Déjà vu in Bordeaux

third-growth Margaux Château d’Issan picture by François Poincet

A version of this is published in a Bordeaux supplement in the Financial Times today. 

If you’ve been writing about Bordeaux for nearly 40 years as I have, you cannot help but be struck by the cyclical nature of its wine business. When I started out, the Bordeaux wine trade was in the process of recovering from a massive scandal affecting one of the smartest merchant families, Cruse, (in 1847 they bought the entire crop of Château Lafite) and the disastrous effects of the 1970s oil crisis which saw first growths on sale in Augustus Barnett’s unglamorous off-licences at £3.99 a bottle.

Today Emmanuel Cruse runs third-growth Margaux Château d’Issan (pictured here by François Poincet) impeccably, and in May chose to celebrate the anniversary of wine from this unusually long-established Médoc estate’s having been served at the 1152 wedding that brought Bordeaux under the English crown for three centuries, with a black tie dinner at Westminster Abbey, no less. None of us could quite understand why the 863rd anniversary was particularly worthy of celebration, but we lapped up an imperial (eight bottles in one) of 1985 Issan in the Abbey’s recently refurbished Cellarium and were presented with gilded, be-tasselled menus and Issan-embossed pigskin card cases. The dinner was pictured below by Amy Murrell (one of the female minority present).

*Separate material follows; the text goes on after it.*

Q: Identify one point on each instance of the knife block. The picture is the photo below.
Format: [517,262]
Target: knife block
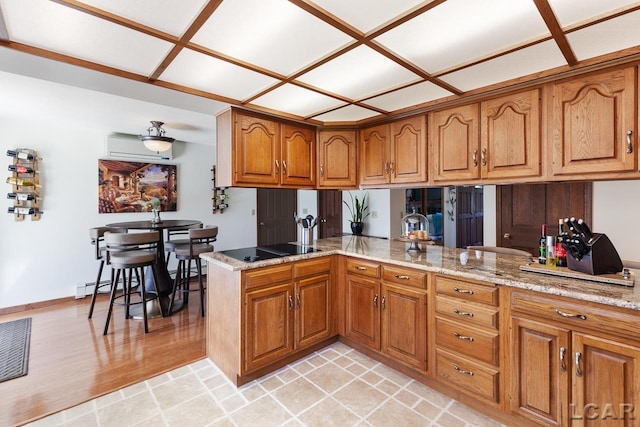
[602,258]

Last month’s biennial international wine fair Vinexpo was punctuated by a series of lunches and dinners more lavish than in any other wine region. The busiest tradespeople in Bordeaux currently are not those in the wine business but the traiteurs who provide all these meals, and the builders who continue to tart up the masonry of the better-known producers as though there were a Best Kept Château competition. There isn’t. And nor is there much of a tourism business in the Médoc, considering the international fame of so many them. (Compare and contrast, messieurs et mesdames, with that other centre of Cabernet Sauvignon greatness, the Napa Valley.)

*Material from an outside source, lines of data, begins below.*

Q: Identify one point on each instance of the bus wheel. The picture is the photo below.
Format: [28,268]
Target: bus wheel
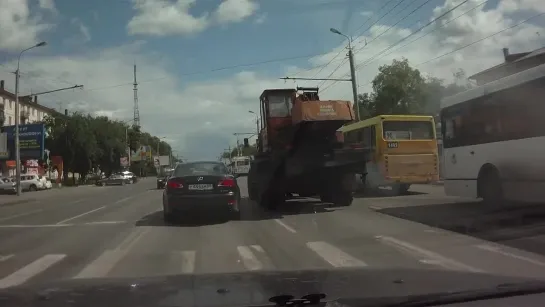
[489,186]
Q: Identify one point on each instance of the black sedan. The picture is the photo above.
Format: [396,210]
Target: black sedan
[207,187]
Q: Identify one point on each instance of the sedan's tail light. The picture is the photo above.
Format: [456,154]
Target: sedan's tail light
[175,183]
[227,183]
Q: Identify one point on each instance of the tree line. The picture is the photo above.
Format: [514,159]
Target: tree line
[89,143]
[399,88]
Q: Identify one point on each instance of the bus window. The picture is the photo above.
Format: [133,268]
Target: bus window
[408,130]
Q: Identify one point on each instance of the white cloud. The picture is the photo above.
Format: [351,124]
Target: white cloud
[182,111]
[48,5]
[20,28]
[261,19]
[235,10]
[159,17]
[84,30]
[162,17]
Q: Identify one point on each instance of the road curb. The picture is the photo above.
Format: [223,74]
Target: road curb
[16,202]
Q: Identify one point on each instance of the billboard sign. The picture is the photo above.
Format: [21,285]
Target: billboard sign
[31,140]
[161,161]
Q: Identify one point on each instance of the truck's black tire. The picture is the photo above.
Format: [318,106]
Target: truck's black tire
[344,199]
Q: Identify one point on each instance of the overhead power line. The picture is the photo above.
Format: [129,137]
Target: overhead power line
[474,42]
[400,20]
[388,29]
[374,57]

Such spending is commonplace at Bordeaux’s better addresses because, although the last four en primeur campaigns have been damp squibs, the château proprietors made such a killing with the 2009 and 2010 vintages. I recently came across this passage in The Wines of Bordeaux, a magisterial work by my predecessor as FT wine correspondent Edmund Penning-Rowsell: ‘speculation had encouraged growers to ask and secure prices unrelated either to the cost of production or to the ability or willingness of the consumer to pay’. He was referring to the vintages of the early 1970s, when the current system of offering six-month-old wines en primeur to consumers was born, but what he wrote could just as well have applied to the situation 40 years later.

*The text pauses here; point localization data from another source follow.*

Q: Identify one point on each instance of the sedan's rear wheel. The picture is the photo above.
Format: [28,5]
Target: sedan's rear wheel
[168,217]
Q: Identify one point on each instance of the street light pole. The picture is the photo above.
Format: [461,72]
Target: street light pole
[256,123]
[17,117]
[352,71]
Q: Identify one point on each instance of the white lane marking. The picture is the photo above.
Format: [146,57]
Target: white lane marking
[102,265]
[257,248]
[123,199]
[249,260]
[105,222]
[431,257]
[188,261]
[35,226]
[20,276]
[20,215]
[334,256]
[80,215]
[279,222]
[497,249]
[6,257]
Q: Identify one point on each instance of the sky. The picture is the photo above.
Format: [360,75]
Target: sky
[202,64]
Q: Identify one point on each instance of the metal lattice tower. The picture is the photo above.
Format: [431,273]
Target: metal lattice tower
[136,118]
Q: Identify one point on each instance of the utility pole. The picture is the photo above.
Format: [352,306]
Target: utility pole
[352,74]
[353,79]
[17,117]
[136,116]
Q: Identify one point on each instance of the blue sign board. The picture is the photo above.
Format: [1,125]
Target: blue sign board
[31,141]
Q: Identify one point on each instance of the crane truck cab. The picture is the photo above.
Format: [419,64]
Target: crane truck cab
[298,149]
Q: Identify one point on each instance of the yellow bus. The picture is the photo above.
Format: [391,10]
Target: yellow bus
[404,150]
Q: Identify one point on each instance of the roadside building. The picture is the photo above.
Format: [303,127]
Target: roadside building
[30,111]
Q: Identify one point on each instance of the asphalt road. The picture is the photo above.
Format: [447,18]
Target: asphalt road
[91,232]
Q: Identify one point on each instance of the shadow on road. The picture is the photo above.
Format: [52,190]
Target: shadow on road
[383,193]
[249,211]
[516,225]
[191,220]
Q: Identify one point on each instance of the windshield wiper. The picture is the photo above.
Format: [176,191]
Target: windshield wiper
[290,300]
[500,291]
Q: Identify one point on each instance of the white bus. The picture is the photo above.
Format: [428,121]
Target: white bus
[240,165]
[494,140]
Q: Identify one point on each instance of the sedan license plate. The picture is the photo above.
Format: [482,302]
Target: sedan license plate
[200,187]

With the lacklustre 2011, 2012 and 2013 vintages, sold – or rather offered – while prices for the 2010s and 2009s were falling, the wine-buying public became less and less enthusiastic about laying out money in advance for embryonic, unproven wine. The much better quality 2014 vintage offered the Bordeaux trade a chance to recoup some goodwill and re-engage potential en primeur buyers by reducing prices to attractive levels, but – perhaps because still financially cushioned and/or egotistically convinced that opening prices are a measure of status – all too few proprietors were prepared to do so. The first growths set a decent example and were far from rapacious with their 2014 pricing, albeit at a premium level. And those smart names whose owners deserve a special mention for relatively friendly pricing of their 2014s include most notably Lynch Bages together with Armailhac, Calon Ségur, Canon, Domaine de Chevalier, Haut-Batailley, Pichon Lalande, Prieuré Lichine, Rauzan Ségla and Talbot.

Some more modestly priced 2014s that took my fancy include Capbern, Le Boscq, Bernadotte, Bellevue, La Croix de Beaucaillou, de France and Gloria, although there is probably no need to buy these less sought-after names en primeur.

The strengthening of the US dollar has helped re-invigorate the bordeaux market a little in both the US and Asia, but too many Bordelais seem not to care that their wines are currently out of fashion with so many of the world’s wine drinkers and, significantly, the opinion-forming sommeliers. The two most prominent St-Estèphe châteaux, Montrose and Cos d’Estournel, seemed particularly out of touch, metaphorically thumbing their noses at consumers via their ambitious 2014 pricing.

But, being part of such a massive, and cyclical, wine-selling machine, with its producers, brokers, merchants, importers, traders and retailers all playing their parts, the Bordelais are clearly not plunged into gloom by an event I attended recently at the modish Clove Club in Shoreditch called ‘So un-cool it’s cool: The Bordeaux Lunch.’

Meanwhile it looks as though my beloved Rule of Five (whereby vintages divisible by five have been pretty good throughout France since 1985) may be coming into play for the forthcoming 2015 vintage. The flowering went exceptionally well and, so far, it looks as though they may just have a seriously promising vintage on their hands at long last – and perhaps justification for high prices.